I think the thing that frustrates me the most about YA fantasy and sf recently is that these are the genres of the imagination, and yet so many authors keep telling the same old stories, even, as it turns out, when those stories are populated by a diverse cast of characters, featuring characters of many races, genders, and sexualities. Some of these stories were dull and uninspired, some I thought were just dumb, and a few were fun. There was only one that really stood out from the pack. The ones I liked were from Rebecca Roanhorse, Zoraida Córdova, Tessa Gratton, Mark Oshiro, and Tara Sim. Most of those were 3.5 star reads, so good for me but not great (although Gratton and Roanhorse got 4 stars from me). The one that stood out was from Tochi Onyebuchi. Although it wasn’t perfectly to my taste, it was the only one I thought really showed talent above and beyond. Short stories are a whole other beast, and it really takes a great author for me to like them, because there just isn’t the time to develop anything, so you have to work really hard with the small amount of real estate you’re given. Onyebuchi more than delivered.
The rest of these stories were entirely skippable.

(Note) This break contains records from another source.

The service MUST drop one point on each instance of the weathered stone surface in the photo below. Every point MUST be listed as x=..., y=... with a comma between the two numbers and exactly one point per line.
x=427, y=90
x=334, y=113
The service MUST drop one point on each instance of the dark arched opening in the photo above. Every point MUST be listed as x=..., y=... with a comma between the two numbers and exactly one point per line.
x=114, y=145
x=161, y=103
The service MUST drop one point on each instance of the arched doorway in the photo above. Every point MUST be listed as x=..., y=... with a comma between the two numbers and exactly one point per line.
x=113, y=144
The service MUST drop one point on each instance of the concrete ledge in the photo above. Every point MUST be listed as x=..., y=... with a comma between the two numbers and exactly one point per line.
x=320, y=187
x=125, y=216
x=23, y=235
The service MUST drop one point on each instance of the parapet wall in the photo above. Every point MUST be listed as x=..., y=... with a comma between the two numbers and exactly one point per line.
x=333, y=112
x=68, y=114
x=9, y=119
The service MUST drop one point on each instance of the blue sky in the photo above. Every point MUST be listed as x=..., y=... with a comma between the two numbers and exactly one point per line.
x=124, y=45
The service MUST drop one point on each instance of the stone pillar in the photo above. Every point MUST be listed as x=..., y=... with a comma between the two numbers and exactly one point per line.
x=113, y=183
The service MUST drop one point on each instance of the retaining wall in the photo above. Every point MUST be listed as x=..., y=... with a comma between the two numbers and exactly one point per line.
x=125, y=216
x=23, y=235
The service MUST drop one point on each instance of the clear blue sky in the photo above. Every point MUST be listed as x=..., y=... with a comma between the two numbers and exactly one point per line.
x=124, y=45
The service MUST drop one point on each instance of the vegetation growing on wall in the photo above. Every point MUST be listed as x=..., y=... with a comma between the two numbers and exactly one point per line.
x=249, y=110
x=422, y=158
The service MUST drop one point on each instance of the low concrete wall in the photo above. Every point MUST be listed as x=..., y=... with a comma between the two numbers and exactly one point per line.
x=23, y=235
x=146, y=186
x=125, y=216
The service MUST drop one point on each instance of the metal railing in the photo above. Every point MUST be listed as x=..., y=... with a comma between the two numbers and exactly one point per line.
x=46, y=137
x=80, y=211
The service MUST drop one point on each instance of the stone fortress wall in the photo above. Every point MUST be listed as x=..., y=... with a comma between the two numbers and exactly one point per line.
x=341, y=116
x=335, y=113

Below are my mini-reviews of all the stories, which I wrote as I read them:
“Habibi,” by Tochi Onyebuchi. This one was intense and really well written and the premise was so bizarre and sad. These two prisoners thousands of miles apart have a magical connection. They write letters to each other and get them basically the grossest way possible (which I found darkly hilarious; go ahead, ask me how in the comments). Very sweet in the end. 4.5/5 stars
[2.9 stars averaged out, rounded down even though that’s mathematically inappropriate bc I do what I want]
Read Harder Challenge 2021: Read an SFF anthology edited by a person of color.